Je pars toujours d’un modèle vivant. J’étudie les proportions. Je travaille le vivant, parce que j’ai envie de traduire des émotions. Je suis plutôt dans une mouvance classique. J’ai envie de prôner le beau. Je tiens à transmettre cette quête du beau, qui, il faut bien le reconnaître, va à contre-courant de l’époque actuelle. Je travaille avec le cœur plutôt qu’avec la tête, bien qu’on puisse dissocier les deux. Il y a un jeu entre les deux notions. Dans un premier temps, je cherche à composer, c’est plutôt l’intellect qui s’exprime, mais ensuite, je lâche.

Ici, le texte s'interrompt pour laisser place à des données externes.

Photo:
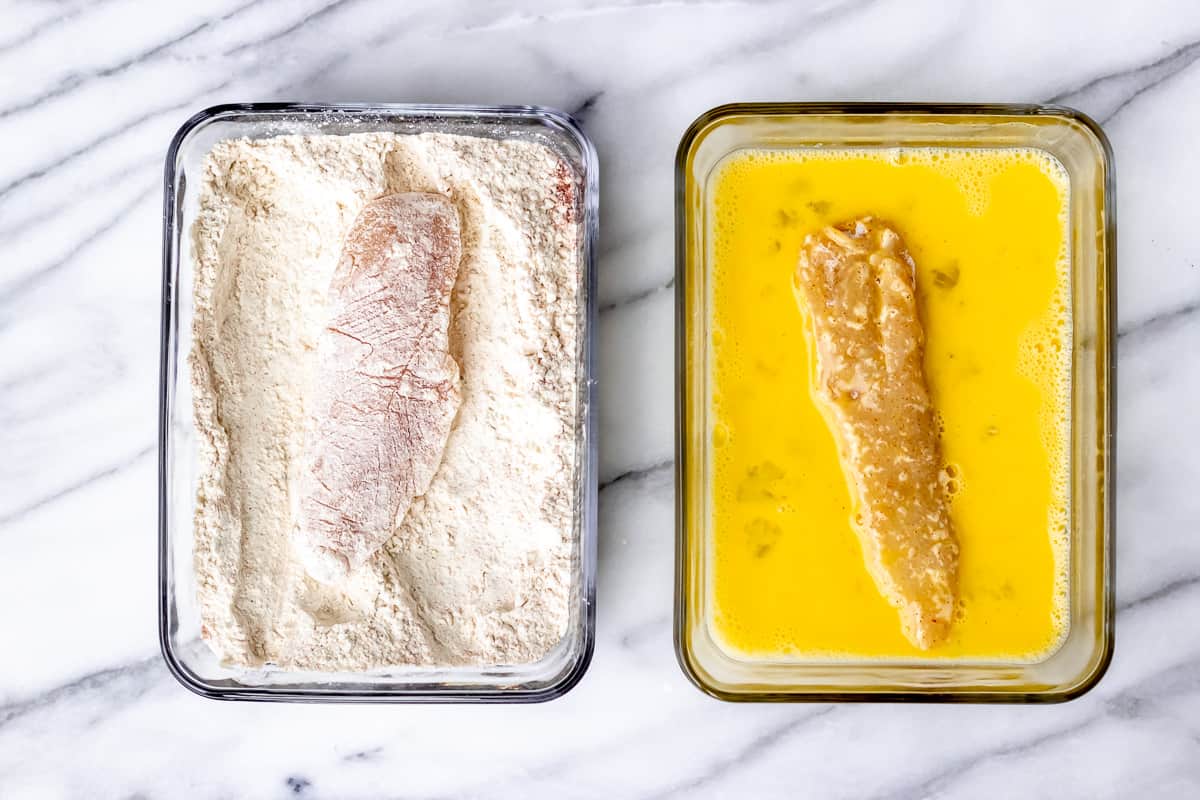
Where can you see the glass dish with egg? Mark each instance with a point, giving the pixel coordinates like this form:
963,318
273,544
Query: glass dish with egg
873,511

Françoise rentre aux Beaux-Arts de Reims en 1968 où elle est élève des sculpteurs Charles Auffret (prix de Rome) et Léopold Kretz. Elle part ensuite à Strasbourg aux Arts décoratifs où elle rencontre le sculpteur François Cacheux et finit sa formation à l’Ecole Nationale Supérieure des Beaux-Arts de Paris (dans les ateliers de Raymond Corbin et Jean Cardot) dont elle sera diplômée. Elle réalise un certain nombre de commandes publiques. On lui doit, entre autres, le buste du Maréchal de Lattre de Tassigny au Croisic, la statue du Général de Gaulle à Nantes, un bas-relief pour le tympan de l’église de l’Herbergement. Pour le site de Thomson à Vélizy, elle réalise une fresque murale de 23 mètres. Elle a reçu de nombreux prix de dessin et sculpture depuis le début de sa carrière. Elle donne des cours de sculpture depuis 1998.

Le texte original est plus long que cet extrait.